The U.S. Constitution provides that any person that was born in the United States or its territories is automatically a U.S. Citizen. Those that were born outside the United States will have to get a Visa or Green Card to live and work legally in the country.
All non-U.S. citizens are subject to the jurisdiction of the U.S. Citizenship and Immigration Services, which includes the Immigration and Customs Enforcement (ICE). ICE is in charge of verifying that all the lawful permanent residents and temporary visitors abide to the conditions of their Visa.
In some instances, ICE places foreign nationals in deportation proceedings. The individual is arrested and served with a Notice to Appear (NTA) and brought before the immigration court. An immigration judge will decide if the immigrant can be released on a bond or not.
At the hearing, the immigrant can be represented by an immigration attorney, if he or she can afford it. The Federal Government will not assign one, although in New York there are many pro bono associations that provide free legal representation to immigrants subject to removal proceedings.
At the end of the trial, the judge will enter a deportation order against the immigrant if the trial attorney for the U.S. government can prove all the allegations or removability contained in the NTA.

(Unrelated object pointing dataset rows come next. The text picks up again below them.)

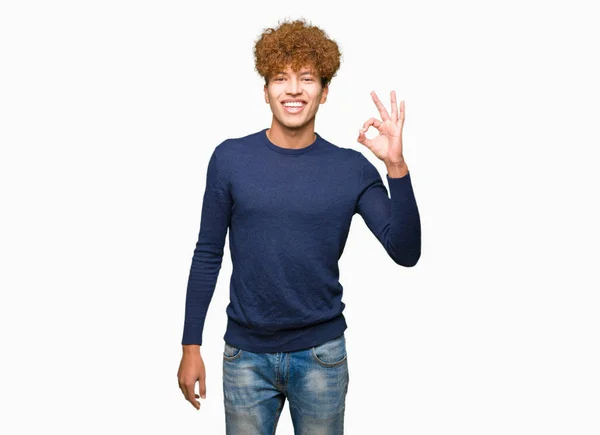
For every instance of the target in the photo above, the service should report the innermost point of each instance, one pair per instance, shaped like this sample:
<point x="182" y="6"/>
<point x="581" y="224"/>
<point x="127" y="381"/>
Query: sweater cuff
<point x="400" y="187"/>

Immigration Appeals Process
The judgment of an immigration judge can be challenged by filing an appeals with the Board of Immigration Appeals (BIA). An Immigration Appeals Lawyer will have to file a notice to appeal with the BIA and also forward a copy to the trial attorney for the U.S. government. The BIA will then set the date before which briefs can be filed. Appeals are generally decided on the papers, although in rare circumstances the BIA will entertain oral argument.
If the ground of your removal is a criminal conviction for a crime of moral turpitude, it must be vacated through post-conviction relief or in Federal Court. To do this, you would need a good criminal immigration attorney.
The decisions of the BIA can be appeals to the U.S. Court of Appeals having jurisdiction over the immigrant.